Happiness is a choice we make. The wildflowers don’t seem to be affected if they are too close to the road or next to a field of weeds. They flower anyway. We can learn a lesson or two from nature. Many times we allow our circumstances to affect our ability to be happy. It has happened to all of us at one time or another. But just being aware that our circumstances have no control over us unless we allow it is a beginning. Learning to overcome the problems or situations with a glad, happy attitude will improve our quality of life. It is not usually the big things. It’s the little things that can affect us the most. God would rather change us than change our circumstances. He is always trying to grow us spiritually and He helps us to stand upright. The wildflowers find contentment wherever they end up. If we trust God that He has us right where He wants us at this moment, then we don’t have to live in wonder, frustration or anxiety about our circumstances. It doesn’t matter if our life appears to be a field of weeds, or if we are in a drought. It is all according to His Purpose. He can make a difference in our life in every way. But it is up to us to choose to be happy.

Thursday, April 3, 2008

Tending the Garden

Reflections by the Sea © Betsy Ore Glass
April 03, 2008

This is the day the Lord has made; let us rejoice and be glad in it. –Psalm 118:24 NIV

I love spending time with children because of their joy and gladness. This week my granddaughter is staying with us. Her morning cheerfulness and evening laughter warms our heart. As with most children that visit grandparents, she has come with her best manners, is very polite and aims to please. We are thrilled to have the company and love hearing all about her life, thoughts and dreams. Each day we have something planned, but she has learned this week, that before we set out to do anything, we first have our prayer time with God. Her shyness about praying out loud has given way to making an enthusiastic list of things to talk to God about. She is like a flower that is blossoming before our eyes. She recites with pride the Bible verse we learned in the morning to her grandfather over dinner in the evening. We are witnessing her faith growing stronger each day. Our special time will end when she returns home in a few days, but hopefully with each visit, we are building that spiritual foundation that will support her in her journey through life.
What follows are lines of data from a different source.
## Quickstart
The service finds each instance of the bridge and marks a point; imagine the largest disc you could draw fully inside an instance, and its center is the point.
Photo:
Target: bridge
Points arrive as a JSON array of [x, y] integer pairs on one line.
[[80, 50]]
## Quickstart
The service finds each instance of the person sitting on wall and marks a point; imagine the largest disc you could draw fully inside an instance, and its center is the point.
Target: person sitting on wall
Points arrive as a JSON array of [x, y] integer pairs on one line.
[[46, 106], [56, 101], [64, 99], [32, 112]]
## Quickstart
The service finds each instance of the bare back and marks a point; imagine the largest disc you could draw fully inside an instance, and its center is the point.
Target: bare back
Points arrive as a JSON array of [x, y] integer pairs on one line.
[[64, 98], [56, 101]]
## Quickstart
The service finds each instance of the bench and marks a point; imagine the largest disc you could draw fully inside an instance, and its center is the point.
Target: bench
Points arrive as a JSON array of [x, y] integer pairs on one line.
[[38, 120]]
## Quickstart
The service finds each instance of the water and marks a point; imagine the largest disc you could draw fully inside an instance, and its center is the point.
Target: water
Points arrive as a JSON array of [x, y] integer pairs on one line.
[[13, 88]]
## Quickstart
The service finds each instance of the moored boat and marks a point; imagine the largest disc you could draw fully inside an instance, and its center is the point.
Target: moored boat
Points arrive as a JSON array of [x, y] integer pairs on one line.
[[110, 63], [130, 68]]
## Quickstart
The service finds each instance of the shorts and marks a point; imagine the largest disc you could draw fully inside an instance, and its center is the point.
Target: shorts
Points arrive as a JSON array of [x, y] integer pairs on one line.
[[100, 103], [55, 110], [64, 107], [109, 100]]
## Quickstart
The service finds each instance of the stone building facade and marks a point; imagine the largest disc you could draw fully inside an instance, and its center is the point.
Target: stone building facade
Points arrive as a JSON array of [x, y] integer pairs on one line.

The cheerfulness and gladness that children bring into our adult world are not just reserved for them. We can have it, too! It is about making a choice. We can greet the day with a good attitude, happiness and a heart that is grateful …or not. The opposite of happiness is grumbling, complaining, murmuring, and feeling discontent. (Philippians 2:14) Then before long, negativity and a critical spirit joins in too. This past week, I was given a collection of stories that were good, funny and entertaining. I passed them on to another to share. That person chose to remark on the misspellings and seemed to miss the content all together. The critical spirit that lives within her prevented her from fully enjoying the stories. It is not God that gives us a critical spirit. He doesn’t cause us to become negative. “Well” you say, “That’s just the way I am and I have always been that way”. Criticalness and negativity are like weeds in a beautiful flower garden. There is no place for them. We must tend our own garden and yank out the weeds each day. With God’s help, move out of the negative and into the positive. Spend time with a child and see the joy that bubbles up from them. It’s contagious! Sometimes, I think we believe as adults that we are teaching the children, but often times, the children are teaching us!